Twitter sentiment analysis on a string

发布于 2020-03-27 10:23:34

I've written a program that takes a twitter data that contains tweets and labels (0 for neutral sentiment and 1 for negative sentiment) and predicts which category the tweet belongs to. The program works well on the training and test Set. However I'm having problem in applying prediction function with a string. I'm not sure how to do that.
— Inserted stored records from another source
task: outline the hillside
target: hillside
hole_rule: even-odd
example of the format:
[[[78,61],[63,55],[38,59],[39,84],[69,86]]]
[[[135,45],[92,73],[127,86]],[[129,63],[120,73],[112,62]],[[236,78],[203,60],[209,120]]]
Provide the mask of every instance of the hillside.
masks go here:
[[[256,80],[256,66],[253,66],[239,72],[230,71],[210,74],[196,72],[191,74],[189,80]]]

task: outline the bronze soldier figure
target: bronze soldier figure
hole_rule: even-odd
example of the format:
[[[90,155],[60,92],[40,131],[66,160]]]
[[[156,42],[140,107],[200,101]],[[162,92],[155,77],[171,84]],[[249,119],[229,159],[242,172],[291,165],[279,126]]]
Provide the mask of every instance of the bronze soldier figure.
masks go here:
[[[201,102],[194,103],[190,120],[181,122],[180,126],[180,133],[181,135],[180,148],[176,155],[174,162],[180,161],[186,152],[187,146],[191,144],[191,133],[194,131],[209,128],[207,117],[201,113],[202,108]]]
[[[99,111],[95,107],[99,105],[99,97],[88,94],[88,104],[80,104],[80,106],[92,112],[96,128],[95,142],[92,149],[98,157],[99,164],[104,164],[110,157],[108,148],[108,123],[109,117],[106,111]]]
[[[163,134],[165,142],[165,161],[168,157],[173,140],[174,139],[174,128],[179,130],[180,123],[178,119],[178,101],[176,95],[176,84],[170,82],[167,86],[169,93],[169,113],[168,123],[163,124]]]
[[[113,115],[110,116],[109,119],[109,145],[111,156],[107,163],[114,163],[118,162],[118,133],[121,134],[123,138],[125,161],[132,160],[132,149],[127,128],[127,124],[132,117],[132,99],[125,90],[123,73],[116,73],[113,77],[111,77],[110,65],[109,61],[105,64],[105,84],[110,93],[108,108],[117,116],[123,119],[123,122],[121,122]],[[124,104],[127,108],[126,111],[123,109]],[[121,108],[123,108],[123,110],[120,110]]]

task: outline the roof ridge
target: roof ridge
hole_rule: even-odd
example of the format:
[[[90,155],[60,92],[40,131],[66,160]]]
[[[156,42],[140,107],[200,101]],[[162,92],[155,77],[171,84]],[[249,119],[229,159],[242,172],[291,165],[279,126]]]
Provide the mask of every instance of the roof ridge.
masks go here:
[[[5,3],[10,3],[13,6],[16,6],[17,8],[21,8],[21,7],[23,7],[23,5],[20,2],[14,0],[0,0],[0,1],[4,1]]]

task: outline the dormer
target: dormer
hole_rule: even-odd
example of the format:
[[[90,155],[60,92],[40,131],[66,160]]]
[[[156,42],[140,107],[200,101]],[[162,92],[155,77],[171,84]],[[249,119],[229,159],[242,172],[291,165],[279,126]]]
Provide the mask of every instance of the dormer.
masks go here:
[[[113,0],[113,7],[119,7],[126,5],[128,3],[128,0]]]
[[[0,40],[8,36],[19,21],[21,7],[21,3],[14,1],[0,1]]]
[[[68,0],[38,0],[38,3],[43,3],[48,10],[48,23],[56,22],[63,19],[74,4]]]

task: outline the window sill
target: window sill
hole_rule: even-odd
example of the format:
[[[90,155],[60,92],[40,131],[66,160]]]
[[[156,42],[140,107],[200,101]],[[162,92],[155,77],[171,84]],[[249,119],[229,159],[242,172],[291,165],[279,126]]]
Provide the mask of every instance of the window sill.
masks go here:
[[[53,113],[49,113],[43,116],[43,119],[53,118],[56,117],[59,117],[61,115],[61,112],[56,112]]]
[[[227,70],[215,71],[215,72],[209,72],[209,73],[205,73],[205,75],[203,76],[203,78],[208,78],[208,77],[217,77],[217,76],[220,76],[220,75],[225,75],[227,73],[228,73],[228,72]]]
I have tried cleaning the string the way I cleaned the dataset before calling the predict function but the values returned are in wrong shape.

import numpy as np
import pandas as pd
from nltk.corpus import stopwords
from nltk.stem.porter import PorterStemmer
ps = PorterStemmer()
import re

#Loading dataset
dataset = pd.read_csv('tweet.csv')

#List to hold cleaned tweets
clean_tweet = []

#Cleaning tweets
for i in range(len(dataset)):
    tweet = re.sub('[^a-zA-Z]', ' ', dataset['tweet'][i])
    tweet = re.sub('@[\w]*',' ',dataset['tweet'][i])
    tweet = tweet.lower()
    tweet = tweet.split()
    tweet = [ps.stem(token) for token in tweet if not token in set(stopwords.words('english'))]
    tweet = ' '.join(tweet)
    clean_tweet.append(tweet)

from sklearn.feature_extraction.text import CountVectorizer
cv = CountVectorizer(max_features = 3000)
X = cv.fit_transform(clean_tweet)
X =  X.toarray()
y = dataset.iloc[:, 1].values

from sklearn.model_selection import train_test_split
X_train, X_test, y_train, y_test = train_test_split(X, y)
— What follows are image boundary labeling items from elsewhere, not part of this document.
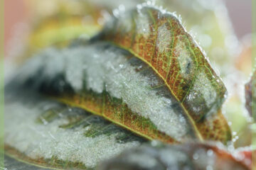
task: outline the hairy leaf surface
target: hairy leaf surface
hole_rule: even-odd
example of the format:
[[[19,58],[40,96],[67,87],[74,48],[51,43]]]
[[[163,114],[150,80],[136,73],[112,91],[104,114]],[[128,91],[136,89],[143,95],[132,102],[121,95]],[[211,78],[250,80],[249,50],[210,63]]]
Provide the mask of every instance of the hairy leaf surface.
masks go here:
[[[34,88],[149,140],[229,140],[220,111],[225,88],[179,21],[146,6],[118,18],[85,46],[41,52],[12,84]]]

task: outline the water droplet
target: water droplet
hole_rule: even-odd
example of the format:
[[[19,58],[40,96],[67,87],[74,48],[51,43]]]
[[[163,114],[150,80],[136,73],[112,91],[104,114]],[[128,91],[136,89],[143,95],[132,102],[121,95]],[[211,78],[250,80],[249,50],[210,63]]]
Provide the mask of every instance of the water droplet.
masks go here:
[[[210,157],[210,156],[212,156],[213,154],[213,151],[212,150],[212,149],[208,149],[208,151],[207,151],[207,155],[208,156],[208,157]]]
[[[206,170],[213,170],[213,168],[211,165],[208,165],[206,167]]]
[[[193,159],[197,160],[197,159],[198,159],[198,158],[199,158],[199,155],[198,154],[196,153],[196,154],[193,154]]]

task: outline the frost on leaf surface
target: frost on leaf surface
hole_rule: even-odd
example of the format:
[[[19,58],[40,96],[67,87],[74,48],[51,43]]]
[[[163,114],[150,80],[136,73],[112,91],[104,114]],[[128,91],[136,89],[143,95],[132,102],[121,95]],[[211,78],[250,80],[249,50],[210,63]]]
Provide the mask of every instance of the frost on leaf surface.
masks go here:
[[[253,117],[254,120],[256,120],[255,115],[252,113],[252,110],[256,110],[255,102],[256,102],[256,72],[255,72],[249,82],[245,84],[245,107],[248,110],[250,115]]]
[[[84,108],[149,140],[229,140],[220,111],[225,88],[179,21],[152,7],[120,15],[124,20],[113,18],[86,45],[36,55],[11,84]],[[130,29],[122,29],[128,21]]]
[[[100,170],[107,169],[225,169],[248,170],[225,150],[213,145],[186,143],[166,145],[153,141],[126,150],[101,164]]]
[[[90,169],[144,140],[80,108],[9,91],[5,105],[5,153],[26,162]],[[25,168],[26,169],[26,166]]]

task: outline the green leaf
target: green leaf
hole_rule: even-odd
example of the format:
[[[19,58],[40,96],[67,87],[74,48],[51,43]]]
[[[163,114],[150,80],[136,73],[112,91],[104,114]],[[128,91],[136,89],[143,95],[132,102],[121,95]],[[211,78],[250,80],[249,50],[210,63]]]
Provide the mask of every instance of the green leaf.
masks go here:
[[[139,6],[75,42],[36,55],[6,86],[10,155],[86,169],[145,139],[230,140],[225,86],[172,13]]]

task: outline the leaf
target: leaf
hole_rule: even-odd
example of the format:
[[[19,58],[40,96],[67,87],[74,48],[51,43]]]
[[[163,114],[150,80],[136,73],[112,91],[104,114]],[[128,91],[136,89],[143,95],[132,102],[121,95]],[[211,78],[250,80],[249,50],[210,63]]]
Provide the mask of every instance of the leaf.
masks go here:
[[[8,169],[38,169],[32,165],[47,169],[94,169],[102,160],[145,142],[97,115],[35,92],[6,92],[4,152]]]
[[[104,162],[99,170],[108,169],[250,169],[225,150],[214,145],[187,143],[167,145],[152,142],[129,149]]]
[[[36,89],[149,140],[230,140],[220,111],[225,88],[179,21],[147,6],[118,18],[87,45],[38,54],[11,84]]]
[[[256,101],[255,89],[256,84],[255,80],[256,79],[256,72],[255,72],[251,77],[251,79],[248,83],[245,84],[245,107],[248,110],[250,116],[253,117],[254,120],[256,120],[255,115],[252,115],[252,110],[256,110],[255,102]]]

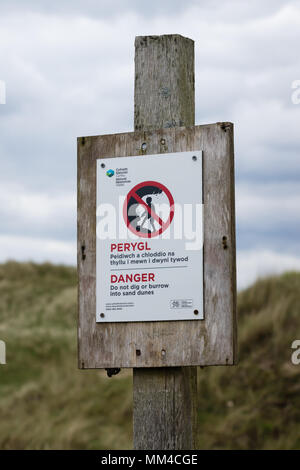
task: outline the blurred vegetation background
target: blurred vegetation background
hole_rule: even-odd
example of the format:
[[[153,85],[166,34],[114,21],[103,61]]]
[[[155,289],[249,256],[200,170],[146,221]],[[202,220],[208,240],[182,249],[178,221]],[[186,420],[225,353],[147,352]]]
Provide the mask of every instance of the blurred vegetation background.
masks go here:
[[[77,369],[76,270],[0,265],[0,449],[130,449],[132,376]],[[238,296],[239,365],[199,369],[199,449],[300,449],[300,273]]]

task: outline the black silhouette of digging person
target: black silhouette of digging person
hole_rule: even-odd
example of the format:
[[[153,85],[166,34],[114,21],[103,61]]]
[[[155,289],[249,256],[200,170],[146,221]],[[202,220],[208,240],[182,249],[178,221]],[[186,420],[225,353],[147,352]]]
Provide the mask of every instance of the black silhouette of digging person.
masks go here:
[[[147,203],[147,206],[149,207],[150,210],[149,210],[149,211],[147,210],[147,214],[144,216],[144,219],[143,219],[141,225],[137,225],[137,226],[136,226],[136,231],[139,232],[139,231],[141,230],[141,227],[144,226],[146,220],[148,220],[148,221],[149,221],[149,225],[150,225],[150,227],[151,227],[151,230],[148,229],[148,234],[150,234],[150,233],[152,233],[152,232],[155,231],[154,222],[153,222],[153,217],[152,217],[152,215],[151,215],[151,210],[154,209],[154,206],[153,206],[153,204],[152,204],[152,197],[148,196],[148,197],[146,198],[146,203]]]

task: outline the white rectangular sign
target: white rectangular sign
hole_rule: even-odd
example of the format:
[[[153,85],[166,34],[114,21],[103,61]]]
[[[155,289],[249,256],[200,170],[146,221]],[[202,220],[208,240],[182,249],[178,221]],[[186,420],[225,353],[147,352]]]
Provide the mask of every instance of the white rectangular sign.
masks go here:
[[[203,319],[202,151],[97,160],[97,322]]]

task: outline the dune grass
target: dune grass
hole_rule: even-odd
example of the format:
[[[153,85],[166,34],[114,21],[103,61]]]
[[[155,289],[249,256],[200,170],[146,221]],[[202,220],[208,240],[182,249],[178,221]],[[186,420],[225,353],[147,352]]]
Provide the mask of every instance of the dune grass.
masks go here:
[[[0,265],[0,449],[129,449],[132,377],[77,369],[74,268]],[[300,273],[238,296],[239,365],[199,369],[199,448],[300,449]]]

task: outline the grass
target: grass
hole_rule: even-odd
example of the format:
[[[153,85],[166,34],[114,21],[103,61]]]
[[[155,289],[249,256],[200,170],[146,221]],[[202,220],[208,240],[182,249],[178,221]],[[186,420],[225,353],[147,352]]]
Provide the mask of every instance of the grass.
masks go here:
[[[132,377],[77,369],[76,271],[0,265],[0,449],[132,447]],[[238,296],[240,362],[199,370],[199,448],[300,449],[300,273]]]

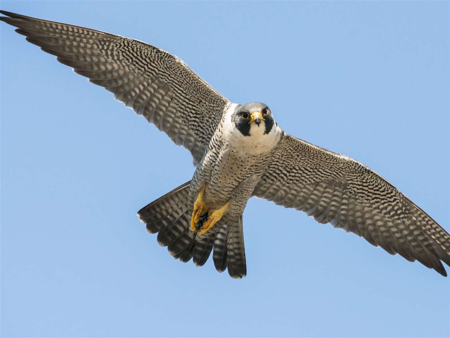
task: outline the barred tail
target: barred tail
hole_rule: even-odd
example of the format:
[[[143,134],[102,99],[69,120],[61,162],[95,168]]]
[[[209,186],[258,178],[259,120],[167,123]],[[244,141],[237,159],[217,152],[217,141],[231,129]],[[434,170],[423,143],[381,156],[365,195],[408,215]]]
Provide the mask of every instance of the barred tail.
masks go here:
[[[203,235],[190,230],[193,203],[189,198],[190,181],[182,184],[138,212],[140,220],[147,224],[147,231],[158,233],[158,244],[167,246],[174,258],[187,262],[193,258],[201,267],[206,262],[214,248],[216,268],[222,272],[228,267],[234,278],[245,276],[245,253],[242,235],[242,217],[218,222]]]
from sklearn.naive_bayes import GaussianNB
n_b = GaussianNB()
n_b.fit(X_train, y_train)
y_pred  = n_b.predict(X_test) 

some_tweet = "this is a mean tweet"  # How to apply predict function to this string
Questioner
Imanpal Singh
Viewed
80
Toodle Pip 2019-07-03 22:50

Use cv.transform([cleaned_new_tweet]) on your new string to transform your new Tweet to your existing document-term matrix. That will return the Tweet in the correct shape.